But I suppose there is no accounting for taste. This same Lady Mary of the revisionist theory on crop rotation somehow turned me on. She has always seemed to me just too austere and porcelain for serious human consumption. But what I suddenly realized this past Sunday is that, whatever and wherever the mythical Lady Mary may go or be, the real-life actress Michelle Dockery is hot!
In some similar spirit I did try to explain to my regular TV watching partner just what I take season five of Downton Abbey to be all about. It is, in my view, a quite superior, high-class version of “The Young and the Restless” (or as some in the urban jungle to the north of us say, The Young and the Restaurant) on US daytime TV.

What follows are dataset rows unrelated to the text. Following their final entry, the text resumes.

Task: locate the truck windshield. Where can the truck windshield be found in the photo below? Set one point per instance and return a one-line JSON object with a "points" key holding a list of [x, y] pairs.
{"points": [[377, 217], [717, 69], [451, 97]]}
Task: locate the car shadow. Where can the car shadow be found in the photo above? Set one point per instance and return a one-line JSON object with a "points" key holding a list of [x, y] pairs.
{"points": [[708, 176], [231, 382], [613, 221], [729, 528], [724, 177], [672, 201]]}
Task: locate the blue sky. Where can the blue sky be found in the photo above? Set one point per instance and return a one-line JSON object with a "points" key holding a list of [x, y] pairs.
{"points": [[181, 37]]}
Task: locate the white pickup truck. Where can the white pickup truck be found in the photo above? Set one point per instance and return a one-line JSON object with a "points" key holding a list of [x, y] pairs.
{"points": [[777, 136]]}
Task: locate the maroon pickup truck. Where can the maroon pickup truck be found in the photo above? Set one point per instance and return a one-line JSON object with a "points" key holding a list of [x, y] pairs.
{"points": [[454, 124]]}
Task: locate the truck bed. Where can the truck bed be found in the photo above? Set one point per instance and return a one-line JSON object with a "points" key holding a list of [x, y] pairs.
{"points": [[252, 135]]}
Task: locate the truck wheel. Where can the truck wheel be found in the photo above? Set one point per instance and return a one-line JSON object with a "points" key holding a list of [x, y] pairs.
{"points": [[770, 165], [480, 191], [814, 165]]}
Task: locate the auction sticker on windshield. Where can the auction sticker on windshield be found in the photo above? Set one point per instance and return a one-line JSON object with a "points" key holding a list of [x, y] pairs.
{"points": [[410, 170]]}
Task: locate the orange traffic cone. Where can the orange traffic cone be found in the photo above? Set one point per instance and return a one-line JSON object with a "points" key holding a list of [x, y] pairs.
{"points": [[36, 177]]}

There was a lot of hand wringing in episode one of season five about the brief advent of  the first  Labour Party Prime Minister of the United Kingdom, Ramsay MacDonald, in 1924. The times they were a changin in the 1920s, even for the old landed Tory aristocracy in the United Kingdom. But as any kind of real history it all seemed somehow contrived and unconvincing. For me at any rate (if not for my regular TV watching partner?) Louis Bayard in the New York Times finally summed everything up best :
The “most entertaining ‘Downton Abbey’ installment of the holiday season was not Episode 1 but the show’s nine-minute-plus fund-raising video, an alternative universe in which Lord Grantham is replaced by Lord Hollywood (George Clooney, looking like a California Sun King). New worlds of Eros erupt in this funny and knowing send-up, which reminds us that every cast member in ‘Downton Abbey’ is already a wink or two away from camp.”